Class BetterRegExpMatcher {

Public BetterRegExpMatcher (...)

/ * * Provide matchers for multiple formats of input-String

Character array, and subset of character array. Return-1 if no

Match was made; return offset of match start if a match was

Made. , /

Public int match (String inputText)

Public int match (char [] inputText)

Public int match (char [] inputText, int offset, int length)

/ * * Get the next match against the input text, if any * /

Public int getNextMatch ()

/ * * If a match was made, returns the length of the match; between

The offset and the length, the caller should be able to

Reconstruct the match text from the offset and length * /

Public int getMatchLength ()

/ * * Convenience routine to get the match string, in the event the

Caller happens to wants a String * /

Public String getMatchText ()

}

The new interface reduces the requirement for the caller to convert the input to the format desired by the matcher. MailBot can now call match () as follows:

Int resultOffset = dateMatcher.match (myBuffer, thisHeaderStart

ThisHeaderEnd-thisHeaderStart)

If (resultOffset < 0) {...}

This solves the goal of not creating any new objects. As an additional bonus, its interface design style is added to Java's "lots-of-simgle-methos" design philosophy.

The exact impact of additional object creation on performance depends on the amount of work done by matth (). You can determine an upper limit for performance differences by creating and timing two regular expression matcher classes. In Sun JDK 1.3, the above code snippet is about 50 times faster in the BetterRegExpMatcher class than in the BadRegExpMatcher class. Using a simple implementation of string matching, BetterRegExpMatcher is five times faster than its BadRegExpMatcher counterpart.

Exchange type

BadRegExpMatcher forces MailBot to convert input text from a character array to String, resulting in unnecessary object creation. More ironically, many implementations of BadRegExpMatcher immediately convert String into an array of characters, making it easy to access input text. This not only applies for another elephant, but also means that you have done all the work in the same form as at the beginning. Neither MailBot nor BadRegExpMatcher wants to deal with String-String just looks like an obvious format for passing text between components.

In the BadRegExpMatcher example above, the String class is used as an exchange type. An exchange type is a type that neither the caller nor the callee wants to use or use as a data format, but both can be easily converted or converted from it. Defining interfaces by exchange types reduces the complexity of interfaces while maintaining flexibility, but sometimes simplicity leads to costly performance.

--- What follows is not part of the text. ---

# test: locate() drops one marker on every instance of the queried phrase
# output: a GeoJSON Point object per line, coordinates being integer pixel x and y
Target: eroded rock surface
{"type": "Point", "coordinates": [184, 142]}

The most typical example of a switching type is the JDBC ResultSet interface. It is impossible to provide its ResultSet interface like any dataset provided by a local database, but the JDBC driver can easily package the local data representation provided by the database by implementing a ResultSet. Similarly, client programs can't represent data records like this, but you can convert ResultSet into the desired data representation almost without difficulty. In JDBC's case, you accept this level of cost because it brings the benefits of standardization and portability across database implementations. However, pay attention to the performance cost of switching types.

It's not worth it at all, and the performance impact of using swap types is not easy to measure. If you test the above code snippet that calls BadRegExpMatcher, it creates an input String; for MailBot at run time, but String is generated only to satisfy BadRegExpMatcher. If you want to assess the real impact of a component on program performance, you should measure not only the resource usage of its code, but also the code that uses it and recovers. This is difficult to accomplish for standard testing tools.